As discussed, we needed a new car. Our Honda Civic didn’t meet our needs anymore. We needed:

  1. More cargo space.
  2. To be more environmentally conscious by choosing, at the very least, a hybrid.
  3. Better fuel efficiencies in the city.
  4. The ability to visit friends and family in the GTA, about 400km away, a few times each year.

With those criteria in mind, we started our research with traditional hybrid vehicles. A hybrid seemed like the perfect choice in my mind. The technology had been around forever, so surely it had progressed to an amazing level and was available in basically all vehicle models by now, right? Right!?


Despite the fact that I can’t even remember a time that hybrids didn’t exist (the first Toyota Prius came out since 1997 – that’s nearly 21 years ago!), there really aren’t that many to choose from (unless you want a sedan, your choices are quite limited), and they haven’t really developed all that much. The first Prius to hit the road in the US achieved 5.6L/100km (42mpg) in 2001. Today’s Prius? 4.5L/100km (63mpg). Wow. That’s what 17 years of development gets you.

While I wasn’t that impressed with their progress, and although most sedans didn’t meet our first criterion, more cargo space, we did look at the Prius and it’s larger sibling, the Prius V.

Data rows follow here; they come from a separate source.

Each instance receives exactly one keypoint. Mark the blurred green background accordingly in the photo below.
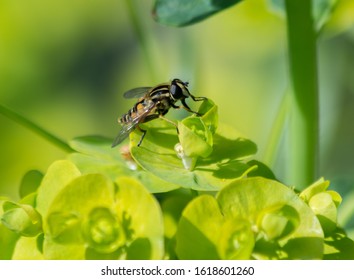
(65, 65)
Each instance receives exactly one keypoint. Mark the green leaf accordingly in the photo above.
(91, 219)
(8, 241)
(27, 249)
(59, 174)
(325, 209)
(30, 182)
(321, 11)
(317, 187)
(21, 218)
(262, 170)
(141, 214)
(69, 216)
(338, 246)
(157, 155)
(186, 12)
(96, 155)
(323, 203)
(250, 217)
(198, 230)
(195, 138)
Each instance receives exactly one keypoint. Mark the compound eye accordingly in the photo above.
(176, 91)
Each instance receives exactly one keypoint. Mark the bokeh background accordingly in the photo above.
(65, 64)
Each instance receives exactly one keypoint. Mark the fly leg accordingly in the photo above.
(186, 107)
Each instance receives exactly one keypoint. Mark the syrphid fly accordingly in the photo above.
(153, 103)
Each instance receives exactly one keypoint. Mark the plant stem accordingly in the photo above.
(304, 114)
(35, 128)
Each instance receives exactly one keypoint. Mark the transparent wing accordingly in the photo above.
(129, 127)
(136, 92)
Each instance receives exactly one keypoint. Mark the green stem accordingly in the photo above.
(138, 27)
(277, 130)
(303, 70)
(35, 128)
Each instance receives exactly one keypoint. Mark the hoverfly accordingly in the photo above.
(153, 103)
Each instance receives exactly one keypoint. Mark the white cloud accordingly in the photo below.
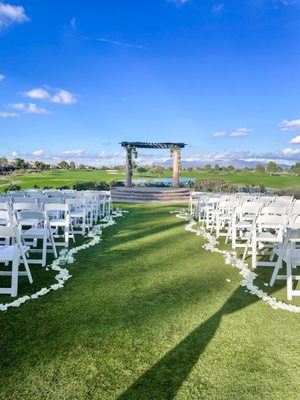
(8, 115)
(240, 132)
(288, 126)
(286, 156)
(218, 7)
(38, 153)
(64, 97)
(237, 133)
(73, 153)
(220, 134)
(10, 15)
(58, 96)
(29, 108)
(39, 94)
(295, 140)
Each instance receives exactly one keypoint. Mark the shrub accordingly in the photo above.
(214, 185)
(116, 183)
(91, 186)
(63, 187)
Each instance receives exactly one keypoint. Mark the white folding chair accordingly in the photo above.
(60, 219)
(34, 226)
(267, 232)
(78, 215)
(13, 252)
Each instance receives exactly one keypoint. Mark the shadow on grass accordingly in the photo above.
(164, 379)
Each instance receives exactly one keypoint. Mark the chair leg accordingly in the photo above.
(289, 279)
(14, 273)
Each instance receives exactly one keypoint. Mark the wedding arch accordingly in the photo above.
(131, 150)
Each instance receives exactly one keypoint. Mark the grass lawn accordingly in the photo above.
(149, 314)
(66, 177)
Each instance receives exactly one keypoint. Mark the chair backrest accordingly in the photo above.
(34, 217)
(25, 206)
(273, 209)
(56, 207)
(247, 210)
(5, 217)
(5, 206)
(23, 200)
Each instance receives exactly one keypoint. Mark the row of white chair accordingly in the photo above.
(41, 224)
(267, 227)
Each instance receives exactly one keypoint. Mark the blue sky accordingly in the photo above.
(76, 78)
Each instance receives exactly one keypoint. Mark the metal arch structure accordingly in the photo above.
(131, 147)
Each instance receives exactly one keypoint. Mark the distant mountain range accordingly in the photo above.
(221, 163)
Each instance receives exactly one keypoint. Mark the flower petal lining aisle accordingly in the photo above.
(63, 273)
(231, 259)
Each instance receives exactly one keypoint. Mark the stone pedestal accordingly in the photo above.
(176, 167)
(128, 179)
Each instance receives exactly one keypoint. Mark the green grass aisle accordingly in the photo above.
(149, 314)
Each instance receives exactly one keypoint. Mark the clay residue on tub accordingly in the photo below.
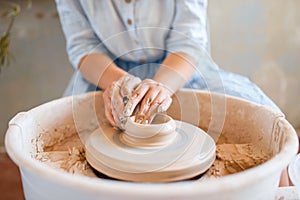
(233, 158)
(62, 149)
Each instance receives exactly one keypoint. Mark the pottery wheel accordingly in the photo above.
(190, 153)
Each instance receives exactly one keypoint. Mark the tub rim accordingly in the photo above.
(183, 188)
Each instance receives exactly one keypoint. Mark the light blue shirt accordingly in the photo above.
(133, 30)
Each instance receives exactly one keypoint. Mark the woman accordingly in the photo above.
(141, 52)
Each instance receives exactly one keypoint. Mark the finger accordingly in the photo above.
(135, 99)
(109, 116)
(117, 104)
(148, 100)
(153, 108)
(129, 85)
(164, 106)
(161, 103)
(107, 107)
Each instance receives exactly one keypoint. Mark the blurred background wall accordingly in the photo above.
(256, 38)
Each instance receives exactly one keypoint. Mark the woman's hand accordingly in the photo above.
(152, 97)
(115, 98)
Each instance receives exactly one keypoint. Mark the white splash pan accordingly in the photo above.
(239, 120)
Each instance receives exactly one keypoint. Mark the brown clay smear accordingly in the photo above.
(62, 149)
(233, 158)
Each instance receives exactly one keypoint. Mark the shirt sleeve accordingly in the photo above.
(188, 32)
(80, 37)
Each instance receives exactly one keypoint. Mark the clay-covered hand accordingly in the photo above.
(152, 97)
(116, 97)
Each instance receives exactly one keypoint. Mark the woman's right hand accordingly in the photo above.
(115, 98)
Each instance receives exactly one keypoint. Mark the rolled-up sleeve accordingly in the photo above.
(80, 37)
(188, 32)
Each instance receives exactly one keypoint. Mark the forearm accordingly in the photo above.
(175, 71)
(100, 70)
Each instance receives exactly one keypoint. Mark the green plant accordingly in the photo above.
(5, 39)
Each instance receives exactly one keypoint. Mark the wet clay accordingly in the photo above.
(233, 158)
(62, 149)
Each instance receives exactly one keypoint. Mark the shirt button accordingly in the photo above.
(143, 60)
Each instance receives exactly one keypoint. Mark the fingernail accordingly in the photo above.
(126, 113)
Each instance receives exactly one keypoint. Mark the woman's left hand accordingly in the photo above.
(152, 97)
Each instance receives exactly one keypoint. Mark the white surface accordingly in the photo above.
(294, 172)
(43, 182)
(287, 193)
(189, 154)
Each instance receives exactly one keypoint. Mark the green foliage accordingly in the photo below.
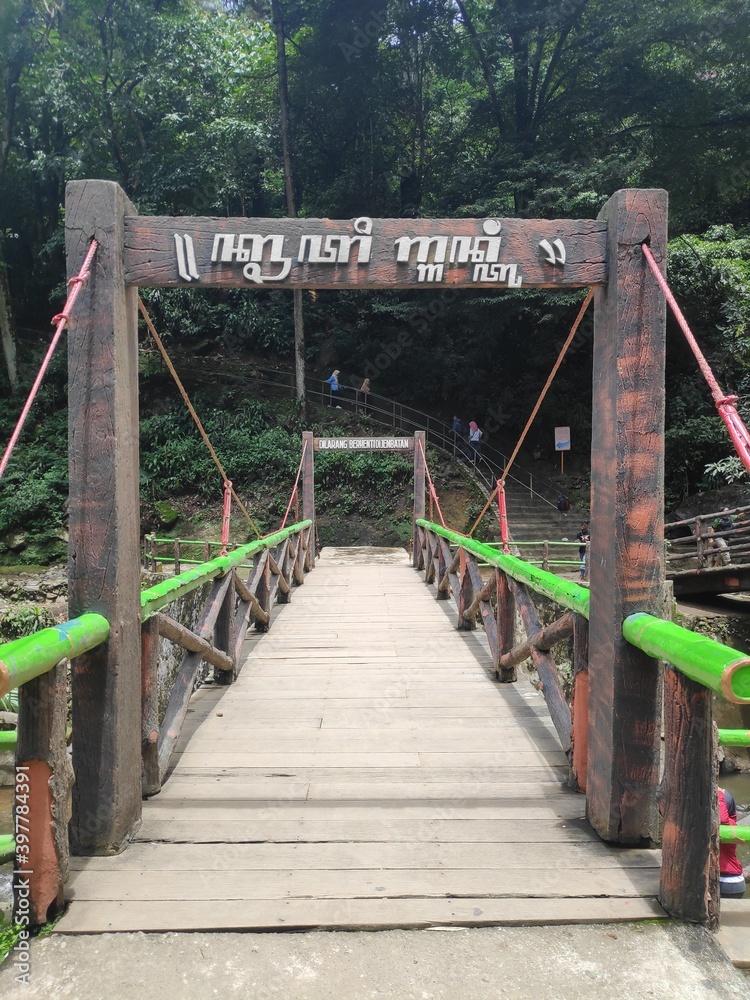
(9, 936)
(726, 471)
(18, 622)
(9, 702)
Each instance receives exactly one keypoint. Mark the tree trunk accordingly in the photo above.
(6, 327)
(291, 207)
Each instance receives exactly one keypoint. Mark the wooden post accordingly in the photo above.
(579, 704)
(104, 531)
(689, 885)
(224, 638)
(419, 483)
(308, 495)
(466, 592)
(43, 780)
(627, 525)
(506, 627)
(150, 706)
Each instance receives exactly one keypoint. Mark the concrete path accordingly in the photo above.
(657, 961)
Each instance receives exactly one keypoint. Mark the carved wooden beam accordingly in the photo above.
(545, 666)
(178, 633)
(364, 253)
(543, 640)
(182, 688)
(484, 595)
(249, 598)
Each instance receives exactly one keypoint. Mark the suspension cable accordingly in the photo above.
(725, 404)
(433, 494)
(61, 319)
(486, 507)
(193, 414)
(548, 383)
(296, 484)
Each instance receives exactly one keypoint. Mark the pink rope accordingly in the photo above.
(294, 488)
(724, 404)
(502, 514)
(61, 319)
(433, 494)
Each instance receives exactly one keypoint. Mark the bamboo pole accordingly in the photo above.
(24, 659)
(716, 666)
(570, 595)
(155, 598)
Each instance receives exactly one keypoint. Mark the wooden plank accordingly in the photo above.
(335, 856)
(626, 552)
(360, 914)
(387, 763)
(103, 527)
(167, 252)
(559, 810)
(364, 883)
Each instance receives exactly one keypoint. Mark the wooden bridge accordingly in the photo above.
(365, 770)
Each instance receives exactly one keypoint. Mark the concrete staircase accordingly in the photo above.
(531, 518)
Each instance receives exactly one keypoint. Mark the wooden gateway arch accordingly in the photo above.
(627, 553)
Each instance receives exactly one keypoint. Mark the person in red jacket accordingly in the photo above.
(731, 877)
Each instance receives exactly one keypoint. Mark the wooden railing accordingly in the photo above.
(694, 667)
(276, 564)
(698, 543)
(37, 665)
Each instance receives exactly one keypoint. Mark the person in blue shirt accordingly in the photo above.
(333, 381)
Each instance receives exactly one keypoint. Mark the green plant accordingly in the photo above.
(9, 935)
(727, 471)
(18, 622)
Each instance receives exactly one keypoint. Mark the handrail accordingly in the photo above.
(36, 654)
(159, 596)
(570, 595)
(710, 663)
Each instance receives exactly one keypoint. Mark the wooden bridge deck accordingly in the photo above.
(364, 771)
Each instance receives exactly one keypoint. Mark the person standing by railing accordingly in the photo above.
(333, 381)
(475, 436)
(584, 537)
(364, 392)
(731, 877)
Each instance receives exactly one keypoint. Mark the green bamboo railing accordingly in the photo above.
(734, 834)
(36, 654)
(7, 847)
(570, 595)
(734, 737)
(710, 663)
(159, 596)
(8, 739)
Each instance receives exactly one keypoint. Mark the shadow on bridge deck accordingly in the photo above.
(364, 771)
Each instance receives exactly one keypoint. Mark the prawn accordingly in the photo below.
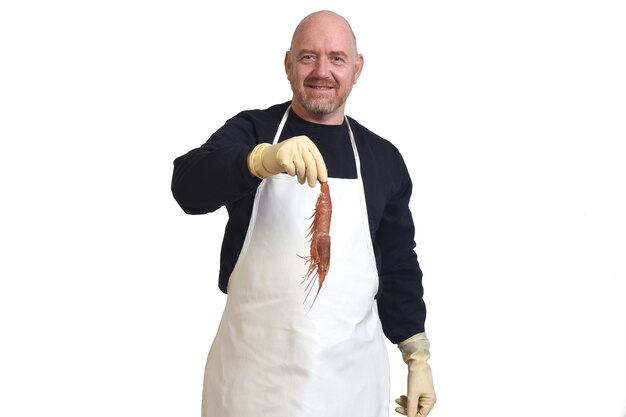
(319, 232)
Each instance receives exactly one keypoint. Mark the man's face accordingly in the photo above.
(322, 67)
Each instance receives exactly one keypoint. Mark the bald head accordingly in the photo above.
(322, 19)
(322, 66)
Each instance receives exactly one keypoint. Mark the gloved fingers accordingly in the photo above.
(412, 403)
(402, 403)
(320, 165)
(300, 167)
(311, 167)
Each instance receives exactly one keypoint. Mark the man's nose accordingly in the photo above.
(322, 68)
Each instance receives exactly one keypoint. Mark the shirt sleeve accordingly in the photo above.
(400, 305)
(216, 173)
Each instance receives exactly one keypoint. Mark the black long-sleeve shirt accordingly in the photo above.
(216, 175)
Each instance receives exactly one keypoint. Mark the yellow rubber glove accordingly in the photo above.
(420, 397)
(295, 156)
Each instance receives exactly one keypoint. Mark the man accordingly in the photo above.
(276, 353)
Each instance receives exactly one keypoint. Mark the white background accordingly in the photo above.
(511, 116)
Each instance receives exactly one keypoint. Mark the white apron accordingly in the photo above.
(276, 356)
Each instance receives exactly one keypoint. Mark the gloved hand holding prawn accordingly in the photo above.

The Prius was nice, but it didn’t quite meet our cargo needs. We also didn’t feel like it went far enough to help the environment. After being on the market for so long, I couldn’t help but feel a little disappointed in its progress. It’s combined fuel efficiency of 4.5L/100km (63mpg) might have impressed me five or ten years ago, but I really feel like we should be better at this by now. I also didn’t like the way it looked, but that’s a personal choice. Ultimately, it was the cargo capacity that was the biggest issue for us.

To solve the cargo capacity problem, we looked at the Prius V. We really didn’t like the way it looked, and couldn’t get over the same concerns we had with the regular Prius. With a combined fuel efficiency of 5.8L/100km (49mpg), it left a lot to be desired in our books.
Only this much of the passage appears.